TKA Hanya 1,4 Persen dari 9 Juta TKI di Luar Negeri, PSI: Mengapa Kita Gaduh?

IVOOX.id, Jakarta - Presiden Joko Widodo menandatangani Peraturan Presiden Nomor 20 Tahun 2018 tentang Penggunaan Tenaga Kerja Asing. Namun, kebijakan pemerintah itu menimbulkan pro dan kontra di masyarakat.
Pasalnya, dengan adanya Perpres tersebut membuat pekerja lokal bisa kalah bersaing dengan pekerja asing. Namun, Jokowi berharap dengan peraturan ini bisa mempermudah tenaga kerja asing masuk ke Indonesia yang berujung pada peningkatan investasi dan perbaikan.
Partai Solidaritas Indonesia (PSI) menilai bahwa kehadiran TKA di tanah air tidak sebanding dengan jumlah tenaga kerja asal Indonesia (TKI) yang tersebar di berbagai negara yang mencapai 9 juta menurut data Bank Dunia. Namun negara-negara penerima TKI tersebut tidak ribut
"Ada sembilan juta, mungkin sekarang sudah hampir 10 juta TKI atau pekerja migran tersebar diberbagai negara. Tapi negara itu tidak gaduh," ujar Juru Bicara PSI Bidang Ekonomi, Industri dan Bisnis Rizal Calvary Marimbo dalam keterangan tertulisnya di Jakarta.

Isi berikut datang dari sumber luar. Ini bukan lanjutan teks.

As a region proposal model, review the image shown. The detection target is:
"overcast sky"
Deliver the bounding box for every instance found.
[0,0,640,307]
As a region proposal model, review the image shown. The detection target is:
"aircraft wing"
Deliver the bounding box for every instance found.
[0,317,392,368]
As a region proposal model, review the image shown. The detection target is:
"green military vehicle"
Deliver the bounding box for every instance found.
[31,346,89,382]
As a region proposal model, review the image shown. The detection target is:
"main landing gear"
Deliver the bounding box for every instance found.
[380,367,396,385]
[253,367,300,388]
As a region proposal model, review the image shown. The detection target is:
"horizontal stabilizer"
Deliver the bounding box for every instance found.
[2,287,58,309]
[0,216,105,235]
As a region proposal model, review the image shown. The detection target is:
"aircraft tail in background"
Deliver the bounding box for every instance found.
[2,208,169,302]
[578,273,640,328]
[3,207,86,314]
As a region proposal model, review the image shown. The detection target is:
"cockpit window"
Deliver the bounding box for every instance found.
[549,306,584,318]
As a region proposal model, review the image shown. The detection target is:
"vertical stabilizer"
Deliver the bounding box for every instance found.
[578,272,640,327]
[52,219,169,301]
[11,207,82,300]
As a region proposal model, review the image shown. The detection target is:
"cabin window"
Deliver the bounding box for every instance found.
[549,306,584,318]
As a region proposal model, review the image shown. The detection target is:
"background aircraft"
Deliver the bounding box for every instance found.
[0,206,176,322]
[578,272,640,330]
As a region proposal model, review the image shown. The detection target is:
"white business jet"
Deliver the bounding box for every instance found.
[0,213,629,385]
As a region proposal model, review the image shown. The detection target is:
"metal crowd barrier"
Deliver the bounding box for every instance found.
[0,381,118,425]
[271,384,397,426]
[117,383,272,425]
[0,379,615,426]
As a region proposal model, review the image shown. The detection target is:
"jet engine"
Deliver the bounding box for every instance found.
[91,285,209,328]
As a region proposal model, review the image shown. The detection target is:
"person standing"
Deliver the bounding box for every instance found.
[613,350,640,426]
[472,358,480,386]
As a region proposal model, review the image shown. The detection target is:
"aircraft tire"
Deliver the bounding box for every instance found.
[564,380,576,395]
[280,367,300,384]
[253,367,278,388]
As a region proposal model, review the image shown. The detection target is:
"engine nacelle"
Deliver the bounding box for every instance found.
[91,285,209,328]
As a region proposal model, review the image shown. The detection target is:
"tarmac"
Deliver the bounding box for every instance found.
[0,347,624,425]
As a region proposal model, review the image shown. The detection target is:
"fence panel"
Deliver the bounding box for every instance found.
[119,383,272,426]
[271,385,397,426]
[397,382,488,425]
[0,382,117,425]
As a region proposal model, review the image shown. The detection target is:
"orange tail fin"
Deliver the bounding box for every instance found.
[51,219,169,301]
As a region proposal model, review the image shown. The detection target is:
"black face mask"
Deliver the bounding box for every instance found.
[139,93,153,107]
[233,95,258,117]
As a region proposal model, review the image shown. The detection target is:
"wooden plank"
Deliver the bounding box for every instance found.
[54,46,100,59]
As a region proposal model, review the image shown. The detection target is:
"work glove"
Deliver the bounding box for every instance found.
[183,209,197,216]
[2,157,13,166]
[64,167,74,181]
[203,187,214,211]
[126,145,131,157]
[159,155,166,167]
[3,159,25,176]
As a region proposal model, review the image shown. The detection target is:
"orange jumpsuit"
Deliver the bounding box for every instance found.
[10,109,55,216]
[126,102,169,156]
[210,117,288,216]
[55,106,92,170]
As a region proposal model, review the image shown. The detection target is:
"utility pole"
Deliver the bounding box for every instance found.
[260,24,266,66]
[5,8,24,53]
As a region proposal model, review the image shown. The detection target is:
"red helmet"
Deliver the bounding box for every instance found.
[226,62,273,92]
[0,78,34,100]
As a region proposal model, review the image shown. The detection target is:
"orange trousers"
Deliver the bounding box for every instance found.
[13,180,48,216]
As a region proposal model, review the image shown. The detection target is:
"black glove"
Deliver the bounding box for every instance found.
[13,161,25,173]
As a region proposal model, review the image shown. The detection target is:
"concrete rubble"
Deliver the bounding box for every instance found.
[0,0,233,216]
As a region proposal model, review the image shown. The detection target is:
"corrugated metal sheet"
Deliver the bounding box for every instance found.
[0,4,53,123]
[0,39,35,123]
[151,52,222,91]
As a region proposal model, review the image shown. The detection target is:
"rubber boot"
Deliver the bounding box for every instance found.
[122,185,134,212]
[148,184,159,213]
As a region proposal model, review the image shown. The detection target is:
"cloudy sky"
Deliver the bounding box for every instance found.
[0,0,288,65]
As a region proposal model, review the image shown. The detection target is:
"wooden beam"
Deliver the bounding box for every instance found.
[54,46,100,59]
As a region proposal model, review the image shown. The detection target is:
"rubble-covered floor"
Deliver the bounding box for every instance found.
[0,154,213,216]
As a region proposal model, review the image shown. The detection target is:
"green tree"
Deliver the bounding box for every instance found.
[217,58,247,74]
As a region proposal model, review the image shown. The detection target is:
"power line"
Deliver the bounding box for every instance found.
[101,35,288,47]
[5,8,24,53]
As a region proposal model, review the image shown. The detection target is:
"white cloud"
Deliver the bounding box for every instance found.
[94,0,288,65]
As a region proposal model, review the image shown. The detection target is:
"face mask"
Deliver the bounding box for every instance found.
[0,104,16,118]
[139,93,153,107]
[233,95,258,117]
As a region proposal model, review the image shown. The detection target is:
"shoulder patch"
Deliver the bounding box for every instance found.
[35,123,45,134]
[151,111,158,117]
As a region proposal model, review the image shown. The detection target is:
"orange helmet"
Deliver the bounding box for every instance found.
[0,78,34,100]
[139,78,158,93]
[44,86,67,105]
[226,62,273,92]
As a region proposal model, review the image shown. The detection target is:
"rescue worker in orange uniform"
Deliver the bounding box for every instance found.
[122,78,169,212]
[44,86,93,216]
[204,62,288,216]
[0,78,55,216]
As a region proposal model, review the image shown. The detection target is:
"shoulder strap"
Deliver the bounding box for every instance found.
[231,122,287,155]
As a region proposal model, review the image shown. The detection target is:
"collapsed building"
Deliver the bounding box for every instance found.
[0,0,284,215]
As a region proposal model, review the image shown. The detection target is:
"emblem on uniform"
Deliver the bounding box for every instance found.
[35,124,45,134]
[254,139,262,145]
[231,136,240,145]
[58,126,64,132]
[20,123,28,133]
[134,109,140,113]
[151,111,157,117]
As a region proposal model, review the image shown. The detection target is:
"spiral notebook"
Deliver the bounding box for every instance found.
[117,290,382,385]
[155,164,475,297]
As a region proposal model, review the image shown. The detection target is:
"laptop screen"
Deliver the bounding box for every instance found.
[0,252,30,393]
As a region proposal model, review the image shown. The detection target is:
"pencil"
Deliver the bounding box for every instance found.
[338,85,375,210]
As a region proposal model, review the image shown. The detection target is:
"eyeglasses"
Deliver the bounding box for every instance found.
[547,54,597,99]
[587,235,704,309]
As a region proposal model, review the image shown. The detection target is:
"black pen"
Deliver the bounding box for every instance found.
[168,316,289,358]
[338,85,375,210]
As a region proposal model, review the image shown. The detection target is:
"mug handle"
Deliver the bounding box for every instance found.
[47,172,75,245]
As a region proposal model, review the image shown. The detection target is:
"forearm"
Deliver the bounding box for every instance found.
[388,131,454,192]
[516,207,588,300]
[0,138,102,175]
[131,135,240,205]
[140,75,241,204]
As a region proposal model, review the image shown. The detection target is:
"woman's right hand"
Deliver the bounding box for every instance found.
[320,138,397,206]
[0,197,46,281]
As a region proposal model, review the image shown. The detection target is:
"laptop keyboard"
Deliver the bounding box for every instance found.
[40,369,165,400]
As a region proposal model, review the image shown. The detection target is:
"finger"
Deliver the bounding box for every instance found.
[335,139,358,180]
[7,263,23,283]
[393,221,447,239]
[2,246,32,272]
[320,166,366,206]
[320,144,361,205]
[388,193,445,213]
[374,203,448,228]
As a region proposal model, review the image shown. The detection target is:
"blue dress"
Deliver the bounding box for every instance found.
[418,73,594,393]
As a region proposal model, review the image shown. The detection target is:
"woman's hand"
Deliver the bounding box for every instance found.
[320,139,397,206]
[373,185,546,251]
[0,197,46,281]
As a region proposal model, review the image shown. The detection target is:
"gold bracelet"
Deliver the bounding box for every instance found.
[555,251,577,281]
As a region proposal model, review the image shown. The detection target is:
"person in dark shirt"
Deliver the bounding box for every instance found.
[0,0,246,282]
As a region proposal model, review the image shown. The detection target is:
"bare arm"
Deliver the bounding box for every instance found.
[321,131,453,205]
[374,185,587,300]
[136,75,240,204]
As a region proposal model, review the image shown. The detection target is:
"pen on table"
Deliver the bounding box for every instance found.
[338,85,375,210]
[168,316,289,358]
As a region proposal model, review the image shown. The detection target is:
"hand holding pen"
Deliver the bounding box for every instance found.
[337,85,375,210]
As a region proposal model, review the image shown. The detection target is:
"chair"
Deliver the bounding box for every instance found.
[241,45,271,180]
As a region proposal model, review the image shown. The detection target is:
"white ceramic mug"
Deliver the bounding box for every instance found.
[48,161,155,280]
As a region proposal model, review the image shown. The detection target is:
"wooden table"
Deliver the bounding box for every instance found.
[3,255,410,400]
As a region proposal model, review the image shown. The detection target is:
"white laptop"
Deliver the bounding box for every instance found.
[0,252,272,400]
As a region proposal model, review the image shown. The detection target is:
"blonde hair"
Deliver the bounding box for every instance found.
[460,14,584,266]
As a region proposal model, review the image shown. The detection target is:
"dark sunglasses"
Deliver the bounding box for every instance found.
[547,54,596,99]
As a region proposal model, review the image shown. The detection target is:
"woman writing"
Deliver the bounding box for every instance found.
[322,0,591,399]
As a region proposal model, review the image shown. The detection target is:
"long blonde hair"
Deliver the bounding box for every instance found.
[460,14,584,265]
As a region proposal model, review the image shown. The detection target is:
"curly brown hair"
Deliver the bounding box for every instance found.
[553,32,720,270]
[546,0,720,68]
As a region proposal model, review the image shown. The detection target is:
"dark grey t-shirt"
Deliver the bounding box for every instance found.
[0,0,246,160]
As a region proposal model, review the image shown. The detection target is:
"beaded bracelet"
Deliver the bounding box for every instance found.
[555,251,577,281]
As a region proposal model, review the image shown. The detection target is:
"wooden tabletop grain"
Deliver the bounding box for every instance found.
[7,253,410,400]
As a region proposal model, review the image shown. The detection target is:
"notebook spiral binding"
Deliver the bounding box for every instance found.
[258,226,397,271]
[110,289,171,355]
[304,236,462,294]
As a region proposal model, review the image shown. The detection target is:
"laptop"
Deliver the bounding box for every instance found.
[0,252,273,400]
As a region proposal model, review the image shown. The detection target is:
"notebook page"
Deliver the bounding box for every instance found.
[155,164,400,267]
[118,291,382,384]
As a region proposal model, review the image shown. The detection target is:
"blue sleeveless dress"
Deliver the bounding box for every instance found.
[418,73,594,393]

Rizal memaparkan, tidak usah jauh-jauh, negara tetangga Malaysia menyerap sebanyak hampir separuh dari semua TKI. Sejauh ini negara tersebut tidak keberatan dan masih mentolerir TKI-TKI illegal dalam beberapa kasus.
Bahkan tiap tahun negara itu meminta tambahan ribuan TKI baru. Rizal mengatakan, jumlah Tenaga Kerja Asing (TKA) di Indonesia hanya sekitar 126 ribu pekerja, didominasi oleh pekerja asal Tiongkok, Jepang, Amerika Serikat dan Singapura.
"Namun jumlah ini, rasionya hanya sekitar 1,4 persen dari dari sembilan juta TKI diluar negeri, tidak ada apa-apanya dengan jumlah TKI yang dikirim ke luar negeri," ucap dia.
PSI meminta agar semua pihak yang tidak suka dengan pemerintahan Joko Widodo agar memakai data yang valid dalam mengemukakan pandangannya
"TKI di luar negeri 9 juta. TKA di Indonesia hanya 126 ribu. Kita sudah ribut setengah mati," kata Rizal.
Dari 9 juta TKI itu, sebanyak 55 persen bekerja di Malaysia. Lalu, sekitar 13 persen ke Arab Saudi, 10 persen ke China Taipei, 6 persen ke Hong Kong, 5 persen ke Singapura, dan sisanya tersebar di negara-negara lainnya.
Rizal mengatakan, semua pihak harus rasional dalam menilai kerjasama serta hubungan antar negara.
"Ada prinsip-prinsip atau norma-norma resiprokal dalam hubungan antar negara. Kita jangan cuma mau enaknya saja. Kalau negara lain juga ikut ribut soal dan mengusir TKI kita, bagaimana?" tegasnya.
Salahkan pemerintahan sebelumnya
Rizal menambahkan, lonjakan TKA tertinggi justru terjadi pada era pemerintahan sebelumnya. Sebelum tahun 2005, TKA di Indonesia tak sampai 30 ribu. Selama 10 tahun kemudian terjadi lonjakan hingga mendekati 80 ribu TKA.
"Jadi, lonjakannya lebih dari 300 persen periode 2005-2015. Siapa yang berkuasa saat itu?" ucap dia.
Rizal mengatakan, berdasarkan data, TKI bahkan mendominasi jumlah pekerja asing di berbagai negara. Di Malaysia, misalnya, pekerja imigran terbesar dari Indonesia.
Dia mengatakan, kontribusi TKI dalam memburu devisa ke luar negeri tidak kecil. Sebab itu, isu TKA di dalam negeri mesti dikelola dengan baik agar tidak menimbulkan kebencian dan pengusiran terhadap TKI di luar negeri.
Bank Dunia mencatat kontribusi remitansi (pengiriman uang dari Tenaga Kerja Indonesia/TKI ke negara asalnya) mencapai US$ 8,9 miliar atau setara Rp 118 triliun pada 2016 lalu.
Realisasi ini setara dengan satu persen dari Produk Domestik Bruto (PDB) Indonesia. Pada 2017, angka remitansi naik lagi mencapai Rp 148 triliun. Angka ini mendekati 4,5% dari Produk Domestik Bruto.